ThinkDiffusionXL (TDXL)
ThinkDiffusionXL is the result of our goal to build a go-to model capable of amazing photorealism that's also versatile enough to generate high-quality images across a variety of styles and subjects without needing to be a prompting genius.
You can find it preloaded on ThinkDiffusion.
Read more about the model, click here
Please leave a review if you're happy with it, this will encourage us to create more and improve on it.
The work
Data source: TDXL is trained on over 10,000 diverse images that span photorealism, digital art, anime, and more. The smallest resolution in our dataset is 1365x2048, but many images go up to resolutions as high as 4622x6753. In total, our dataset takes up 42GB.
Training: With 1.8 million steps, we’ve put in the work. For comparison, Juggernaut is at 600k steps and RealVisXL is at 348k steps
Hand-captioned images: Each image is carefully captioned by hand, enhancing the model's ability to generate accurate and high-quality results from minimal prompts.
NSFW capabilities: The model includes over 1,000 tastefully curated NSFW images.
Our thoughts
Detail and quality: Most XL models in the Realistic category suffer from poor detail, especially in the background and even in basic features like eyes, teeth, and skin.
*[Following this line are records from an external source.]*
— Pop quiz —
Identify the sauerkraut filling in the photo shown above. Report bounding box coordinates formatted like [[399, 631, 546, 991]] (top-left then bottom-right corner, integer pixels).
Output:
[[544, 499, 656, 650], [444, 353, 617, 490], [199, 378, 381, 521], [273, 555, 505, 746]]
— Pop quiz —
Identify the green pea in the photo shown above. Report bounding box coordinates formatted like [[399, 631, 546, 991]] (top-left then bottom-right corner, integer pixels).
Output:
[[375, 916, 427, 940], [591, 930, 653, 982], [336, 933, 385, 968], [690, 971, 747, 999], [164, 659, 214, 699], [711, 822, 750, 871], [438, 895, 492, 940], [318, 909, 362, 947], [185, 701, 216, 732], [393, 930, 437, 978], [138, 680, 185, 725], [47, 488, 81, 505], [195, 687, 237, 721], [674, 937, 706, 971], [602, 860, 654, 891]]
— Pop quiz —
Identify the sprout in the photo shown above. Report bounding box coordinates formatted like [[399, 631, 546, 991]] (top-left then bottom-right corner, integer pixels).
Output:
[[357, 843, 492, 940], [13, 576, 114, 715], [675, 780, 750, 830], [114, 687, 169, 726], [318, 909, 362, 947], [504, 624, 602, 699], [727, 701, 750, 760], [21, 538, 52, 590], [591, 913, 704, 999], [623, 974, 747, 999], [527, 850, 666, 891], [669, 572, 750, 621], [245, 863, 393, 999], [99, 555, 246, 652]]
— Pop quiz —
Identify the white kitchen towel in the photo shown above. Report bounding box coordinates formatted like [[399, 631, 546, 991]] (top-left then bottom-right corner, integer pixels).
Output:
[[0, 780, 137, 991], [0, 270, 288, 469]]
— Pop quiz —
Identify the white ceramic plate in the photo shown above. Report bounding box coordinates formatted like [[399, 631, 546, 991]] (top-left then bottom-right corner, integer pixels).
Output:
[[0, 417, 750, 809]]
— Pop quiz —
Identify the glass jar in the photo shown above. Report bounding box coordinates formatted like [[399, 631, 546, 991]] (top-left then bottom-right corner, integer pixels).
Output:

We believe TDXL outperforms in these areas due to its large, high-quality dataset. For comparison, Juggernaut has about half the image material, and RealVisXL has only 1,700 images. Ultimately, TDXL simply possesses much more "knowledge".
Less-Bias: We made sure to use an equal number of images for each style, gender, etc. Other models we tested over the past few months had some kind of bias, sometimes it was bias toward portrait shots, gender bias, certain ethnicities, etc. For instance, Juggernaut has a bias in the Close-Up area, and the Cinematic Light is quite dominant in that model. RealVisXL also has a bias towards Portrait shots. On the other hand, TDXL gives you what you want: Landscape, Midshot, Full Body, Close-Up, Portrait, Sideview, Backview, Action Shots, Cinematic...whatever you want without always being pushed in a certain direction due to a bias.
Versatile base: Because of its large balanced quality dataset, TDXL is versatile to serve as a base model for future trainings. You can create new finetunes in entirely different directions, add LoRAs to fill in missing concepts, or do additional trainings with more balanced quality data.
Description
FAQ
Comments (73)
You hand captioned 10,000 images?
I think that's BS myself, unless they have outsourced it, I don't think whoever wrote that realises just how long it would take to hand caption 10,000 images. It would be like a full time job for 2 or 3 people over 3 or 4 weeks.
Yes. This model has been in the works for quite some time. We knew early on that it was of the utmost importance to focus on having the best dataset we could possibly attain. So we felt it was a worthwhile effort to invest in.
so good!
i love it.
Thank you for your hard work. The result is evidence of real quality work.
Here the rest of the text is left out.